Author: Николай Бурихин
ПОКАЯННЫЙ ПСАЛОМ
43(360)
Date: 25-10-2000
Иссоп пятидесятого псалма
в твоем саду. И покаянья
в драконовом цветеньи георгинов,
смертных смородин с терпким запахом
потенья тела — не требуя, —
внушает: Не очищуся и паче
снега не убелюся… А на губах
растет-таки: ПОМИЛУЙ, БОЖЕ
Опо велицей милости — привычкой мне свыше — особо ночью,
когда устанешь спрашивать о жизни,
как будто о Твоей замене: зачем дана?! —
живый в движеньи языка
— под вздохом — ГОСПОДИ
Вне алгоритмов самостийного
вещества ученых, за скобками
бытия дремучих, с царства по сорной заросли,
коллективно-не-соборных сознаний. Конечно же,
не во времени и пространстве, лишь бы наоборот.

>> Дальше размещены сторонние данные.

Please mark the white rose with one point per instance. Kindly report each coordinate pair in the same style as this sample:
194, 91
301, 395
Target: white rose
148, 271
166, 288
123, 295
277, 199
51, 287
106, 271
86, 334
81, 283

Только б лишнего не сказать, а выходит еще длиннее.
Бесконечный, чтобы не додумывать до конца. Болтливый
внутренний оселок исихаства, телесный факел
апофатического антропофага. Не человек —
не еврей, не эллин, не русский, кому б не жалко,
даже не американец для европейца, куда ж о прочих.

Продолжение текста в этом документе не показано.